I try to cheat the taxi queue at Waverley Station to run away fast when an old lady comes at me with an umbrella. When I read the ‘haste ye back’ sign at the airport my mind takes it literally.
Escape is futile. The city draws me back every time.
I stay in a room on West Register Street for £20 with an unlocked door. Lots of English-language students are running in looking lost, laughing loudly and leaving. I lie awake and write a play about it. Sitting on a bench by Waverley the next morning I stretch out, eating Pret porridge, staring at Edinburgh Castle and I wonder if that’s free to hire as a venue. I decide not all things are possible and wonder about what I can write about this iconic city.
I write a love story about Grassmarket and find a bowl of ‘Hula’ soup to cry into. A magician, Oliver ‘when magic and food collide’ Meech, is flyering next to me in the monsoon rain and shields me from the wind, showing me how performers take a stand for each other.
This inspires me to start where I am. The fringe family supports each other to be brave, and solidarity sells the shows and breeds stamina. Flyering, just like writing, needs to keep moving to stay strong.
As midnight approaches, the fireworks pop and I see nothing stays stuck for long. Suddenly, my draft is finished and all ready for the rehearsal room. Everything moves just like the Roman candles that dance in the sky and tie together all the strands in my story.
I write about the day Edinburgh’s Old Town is devastated by a spark – something that I recall as being unbelievable – how the 2002 Cowgate fire changes lives.
One of them is mine.
The city burnt for 52 hours. Thankfully, there were no casualties but 11 buildings were devastated during the blaze.
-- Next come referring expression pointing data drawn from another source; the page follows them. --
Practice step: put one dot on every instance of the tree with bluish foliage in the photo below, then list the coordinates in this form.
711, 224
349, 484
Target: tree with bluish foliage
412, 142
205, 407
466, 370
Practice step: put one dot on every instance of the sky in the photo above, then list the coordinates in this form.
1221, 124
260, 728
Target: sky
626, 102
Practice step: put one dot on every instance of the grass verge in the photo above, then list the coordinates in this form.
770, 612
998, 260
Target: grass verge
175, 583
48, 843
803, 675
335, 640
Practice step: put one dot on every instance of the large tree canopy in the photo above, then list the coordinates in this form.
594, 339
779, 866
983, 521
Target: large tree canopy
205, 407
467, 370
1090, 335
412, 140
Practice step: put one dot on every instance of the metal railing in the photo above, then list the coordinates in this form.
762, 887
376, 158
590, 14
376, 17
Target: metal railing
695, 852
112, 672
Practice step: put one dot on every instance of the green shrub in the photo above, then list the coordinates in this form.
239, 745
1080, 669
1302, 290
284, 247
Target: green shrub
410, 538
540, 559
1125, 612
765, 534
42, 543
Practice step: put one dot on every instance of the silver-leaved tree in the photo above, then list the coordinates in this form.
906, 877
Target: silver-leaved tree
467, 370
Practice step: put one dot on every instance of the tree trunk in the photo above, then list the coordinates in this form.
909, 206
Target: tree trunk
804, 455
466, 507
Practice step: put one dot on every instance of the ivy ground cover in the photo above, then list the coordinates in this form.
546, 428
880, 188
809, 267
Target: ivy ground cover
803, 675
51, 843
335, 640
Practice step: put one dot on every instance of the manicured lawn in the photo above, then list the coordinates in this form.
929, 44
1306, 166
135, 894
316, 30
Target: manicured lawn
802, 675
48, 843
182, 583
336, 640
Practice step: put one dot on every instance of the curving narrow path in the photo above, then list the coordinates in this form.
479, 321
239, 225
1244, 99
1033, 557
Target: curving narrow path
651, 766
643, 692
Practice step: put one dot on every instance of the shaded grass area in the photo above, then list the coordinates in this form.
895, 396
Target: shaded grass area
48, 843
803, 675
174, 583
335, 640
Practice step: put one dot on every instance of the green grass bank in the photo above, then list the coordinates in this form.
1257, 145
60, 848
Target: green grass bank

Well-loved Fringe venues, including the original Gilded Balloon, were destroyed, along with irreplaceable architecture. Emergency rehousing was sourced for residents and students, and the sky appeared orange from miles away.
Whilst even today, in 2018, the area has still not been fully restored, the dreams the venues inspired grow stronger every year.
Edinburgh changes, it grows and survives. It never needs sympathy. Sitting on the wooden bench at Waverley Station, I realise now what my lighting designer was saying. Although he’s long gone, I read in the graffiti: ‘Surrender and move forward’. That is probably how you sell your show on the Fringe.
See you in Camden. It’s Time for Tea.